Excuse me, but Bush used the word "sought," not "bought." Even though they share five letters, and in the same sequence no less, they do have different meanings.

And I see a distinction between Africa and Niger. It is undisputed that Iraq did send delegations to Africa where, I assume, they were not seeking oil or native trinkets.

And as I recall, before the Iraqi invasion the major news media was cautioning against it because it was feared Sadaam would use gas, biological weapons or both against our troops. Does anyone dispute the fact he gassed tens of thousands of Kurds and had 300,000 of his own people executed? Aren't gas and biological weapons also considered WMDs?

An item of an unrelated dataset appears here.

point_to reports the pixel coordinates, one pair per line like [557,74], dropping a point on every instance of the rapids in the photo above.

And wasn't Bush I (i.e. Bush the First) criticized for not pushing on into Iraq after forcing Sadaam's occupying troops out of Kuwait?
I don't know about you, but I have this gut feeling that Sadaam was not a very nice person and shouldn't have become the dictator in the first place.

It's the same strange feeling that leads me to believe that organized crime is behind the Mafia. But that could just be due to an overactive imagination.

The same people who want us out of Iraq now want us to intervene in Dafur for no other reason then to stop the genocide there. I guess that means it was okay for Sadaam to kill Kurds by the tens of thousands but not for the government in Suden to kill tens of thousands of Dafurians. Or whatever they're called.

Next thing you know people will be criticizing FDR for invading Normandy in June 1944 without the "consensus" of both Germany and France. He could have at least asked if June 6th would be clear on their calendars. It was summer and they might have had vacation plans.

Hello! Are there any intelligent life forms out there?